A couple of weeks ago at the public library in Maplewood, tech consultants May Yang-Her and her husband Dao Her were teaching digital marketing to Hmong business owners when May asked how many had used AI to translate something.
Nearly everyone had, and the class came alive with the business owners describing moments when ChatGPT and other AI applications accurately handled the Hmong language.
“It has come a long way,” May said. “The word choices they use are fascinating.”
“Sometimes I think ChatGPT knows more Hmong than I do,” Dao said.
The absorption and manipulation of language is a key element of artificial intelligence. Until recently, the large language models, or LLMs, that are the vanguard of AI systems focused on English and pretty much ignored less-used languages.

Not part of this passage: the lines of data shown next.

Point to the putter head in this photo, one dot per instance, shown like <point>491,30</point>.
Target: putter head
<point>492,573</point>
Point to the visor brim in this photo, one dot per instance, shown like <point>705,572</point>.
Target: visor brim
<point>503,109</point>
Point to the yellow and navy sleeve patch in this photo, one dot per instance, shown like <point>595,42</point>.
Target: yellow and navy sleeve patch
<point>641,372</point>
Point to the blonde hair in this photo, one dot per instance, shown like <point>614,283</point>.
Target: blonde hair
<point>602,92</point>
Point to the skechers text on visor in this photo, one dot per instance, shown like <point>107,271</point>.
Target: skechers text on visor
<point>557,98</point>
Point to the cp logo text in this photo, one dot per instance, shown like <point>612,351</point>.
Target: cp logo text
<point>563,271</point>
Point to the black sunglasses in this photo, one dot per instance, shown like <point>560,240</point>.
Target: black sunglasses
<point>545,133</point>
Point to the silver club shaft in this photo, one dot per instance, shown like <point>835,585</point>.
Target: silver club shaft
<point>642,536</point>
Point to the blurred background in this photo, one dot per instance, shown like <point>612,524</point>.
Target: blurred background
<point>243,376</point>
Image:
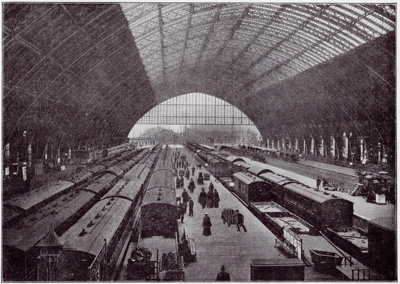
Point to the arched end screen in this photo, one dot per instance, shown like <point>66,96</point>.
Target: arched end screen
<point>195,109</point>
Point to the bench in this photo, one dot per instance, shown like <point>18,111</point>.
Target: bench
<point>285,247</point>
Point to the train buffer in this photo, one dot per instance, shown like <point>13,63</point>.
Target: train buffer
<point>285,247</point>
<point>356,271</point>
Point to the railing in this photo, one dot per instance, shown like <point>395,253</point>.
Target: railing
<point>365,273</point>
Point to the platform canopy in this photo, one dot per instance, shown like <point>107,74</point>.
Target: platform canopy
<point>80,72</point>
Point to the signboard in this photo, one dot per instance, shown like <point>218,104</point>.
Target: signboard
<point>294,240</point>
<point>97,270</point>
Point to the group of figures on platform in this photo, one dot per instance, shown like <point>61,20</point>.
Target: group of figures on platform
<point>209,199</point>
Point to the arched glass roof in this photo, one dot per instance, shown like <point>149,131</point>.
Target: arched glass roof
<point>195,109</point>
<point>252,44</point>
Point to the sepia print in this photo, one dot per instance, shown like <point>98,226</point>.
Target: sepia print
<point>199,142</point>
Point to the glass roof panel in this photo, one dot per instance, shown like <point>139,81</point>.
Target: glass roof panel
<point>220,34</point>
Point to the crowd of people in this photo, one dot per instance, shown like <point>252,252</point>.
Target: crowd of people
<point>207,200</point>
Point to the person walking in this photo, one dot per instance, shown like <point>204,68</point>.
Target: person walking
<point>210,199</point>
<point>223,275</point>
<point>318,183</point>
<point>191,204</point>
<point>203,198</point>
<point>182,210</point>
<point>211,187</point>
<point>216,198</point>
<point>185,196</point>
<point>191,186</point>
<point>206,225</point>
<point>240,221</point>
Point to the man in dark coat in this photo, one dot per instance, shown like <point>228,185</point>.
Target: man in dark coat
<point>185,197</point>
<point>223,276</point>
<point>182,210</point>
<point>216,198</point>
<point>191,204</point>
<point>210,199</point>
<point>240,220</point>
<point>203,198</point>
<point>191,186</point>
<point>206,225</point>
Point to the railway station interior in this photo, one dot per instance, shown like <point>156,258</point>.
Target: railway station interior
<point>199,142</point>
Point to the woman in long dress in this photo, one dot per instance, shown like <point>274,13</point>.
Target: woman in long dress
<point>206,225</point>
<point>216,198</point>
<point>203,198</point>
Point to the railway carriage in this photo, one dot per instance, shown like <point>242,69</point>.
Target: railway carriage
<point>251,188</point>
<point>159,211</point>
<point>94,243</point>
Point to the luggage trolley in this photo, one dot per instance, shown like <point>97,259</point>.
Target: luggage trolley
<point>228,215</point>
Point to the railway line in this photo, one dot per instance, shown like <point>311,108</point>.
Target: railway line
<point>290,208</point>
<point>59,211</point>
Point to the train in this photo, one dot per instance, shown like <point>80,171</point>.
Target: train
<point>261,153</point>
<point>23,205</point>
<point>52,211</point>
<point>253,183</point>
<point>157,257</point>
<point>94,243</point>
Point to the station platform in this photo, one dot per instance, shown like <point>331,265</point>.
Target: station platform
<point>329,167</point>
<point>229,247</point>
<point>226,246</point>
<point>362,208</point>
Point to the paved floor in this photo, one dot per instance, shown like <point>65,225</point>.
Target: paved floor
<point>307,176</point>
<point>329,167</point>
<point>226,246</point>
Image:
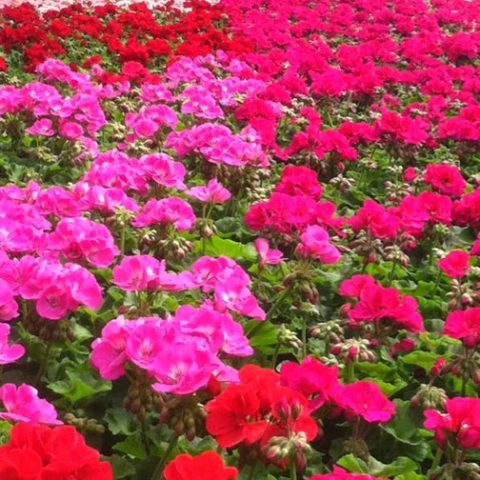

That’s particularly challenging for languages like Hmong, which was purely an oral language until the 1960s, and which many native speakers still only know as a spoken form of communication.
“We want these systems to be able to know our language, for our elders to use, and for future generations to still be able to learn our language,” Mai Lee Chang, an AI and robotics researcher, said during a panel on AI at the Hmong National Development conference in Minneapolis in April.

The imbalance of language and cultural representation is a well-known problem in technology. English still dominates on more than half of all websites, even though only 5% of the world’s nearly 8 billion people speak it as their first language. While the imbalance is more pronounced in AI at the moment, it is likely to shrink.